Dans les faits, Sachs tout en célébrant l’amour d’Eva pour Walther, renonce à tout désir, et préfère se dédier à la transmission de son art pour l’avènement d’une société radieuse, éduquée, sublimée par son culte de la beauté et de la poésie. Un idéal suprême qui reste le but et le grand dessein de toute civilisation au sens le plus noble de ce terme. Noble idéal et pour nous, triste constat : on voit bien que notre société en est très éloignée.

Les références dont est truffé ce spectacle, en 3 époques différentes semblent donc encombrer et polluer l’action, comme c’est le cas de nombreuses productions, dont la précédente production à Bayreuth, signée Katarina Wagner… trop distancée, trop transposée, … elle aussi trop modernisée ; comme bien souvent, malgré quelques idées habiles mais anecdotiques, l’action s’épaissit (un comble pour une comédie) car l’intrigue au lieu d’être clarifiée, en sort confuse, sous l’accumulation des références et des allusions en tout genre.

Nous rêvons donc de voir une version des Maîtres Chanteurs dépoussiérée et neuve, à l’époque médiévale, célébrant les vertus d’un art ouvert à l’étranger pour être régénéré : car c’est bien le sujet ici, que défend Wagner ; le jeune « perturbateur » Walther – sujet de la passion naissante d’Eva, « ose » transgresser l’art vénéré par Hans Sachs mais avec un génie inédit, capable de l’enrichir plutôt que de le menacer. Cette vision promue par Wagner devrait en faire réfléchir plus d’un (sur sa tolérance) et recentrer la mise en scène sur les vrais questions que soulèvent l’opéra : le sens et la valeur morale, citoyenne, éthique de l’art, l’apport de l’étranger, la relation aux autres, la compassion et la transcendance…

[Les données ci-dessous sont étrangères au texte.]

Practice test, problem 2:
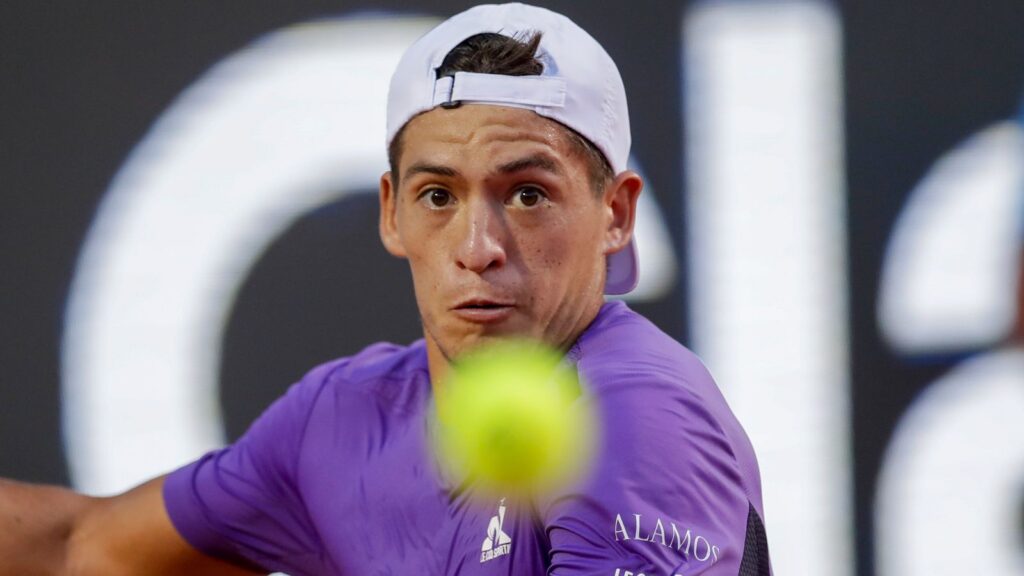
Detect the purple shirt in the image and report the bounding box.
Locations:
[164,302,769,576]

On ne regrettera pas le travail d’acteurs très fouillé de Barrie Kosky (directeur du Komische Oper de Berlin) ici, mais l’idée d’inscrire toute l’action des Maîtres, à travers la relation ambiguë de Wagner vis à vis des juifs, réduit de beaucoup la portée et le sens d’une action lyrique dont le sujet principal est la sacralisation de l’art poétique et lyrique.

dvd meistersinger nürnberg jordan bayreuth 2017 kosky volle et vogt deux visages de wagner par classiquenewsAutour de l’excellent Sachs de Michael VOLLE, humain, tendre, profond (qui chantait à Bayreuth jusque là, Beckmesser, mais fut déjà Sachs à Salzbourg en 2013), brillent avec plus ou moins d’éclat certains habitués aussi de Bayreuth dont l’angélique et candide ténor Klaus Florian VOGT, ici même salué pour ses Lohengrin éthérés, adolescents (un peu lisses ont dit les plus difficiles), qui incarne en 2017, un Walther innocent, un rien trop fragile. D’autant que sa partenaire, amoureuse transie, Anne Schwanewilms, Maréchale du Chevalier à la rose à Salzbourg il y a quelques années, n’a pas la pureté ni la candeur juvénile que requiert le rôle de celle dont l’amour est mis en jeu.
Dans la vision de Barrie Kosky, certes, – lectures à triples voire quadruples sens, Eva c’est Cosima en 1875, à l’époque de Wagner… (comme ici Hans Sachs est Wagner lui-même… ce qui enrichit considérablement la relation – amoureuse?- du vénérable et de la jeune beauté, trophée du Concours-, mais un timbre plus jeune et clair pour incarner Eva, eût été plus convaincant : celle dont les sentiments se montrent tout aussi intenses et palpitants à l’égard du vénérable et si proche Hans Sachs, exige un angélisme incandescent, une féminité plus trouble, comme instable, surtout intranquille.
Saluons néanmoins le très bon David de Daniel BEHLE, le non moins convaincant Beckmesser de Martin Johannes KRÄNZLE : précis, proche du texte, dont l’aplomb et la justesse vocale épaississent le rôle de celui dans lequel beaucoup voient le méchant juif et aussi le chef Hermann Levi, qui dirigea le premier Parsifal à Bayreuth.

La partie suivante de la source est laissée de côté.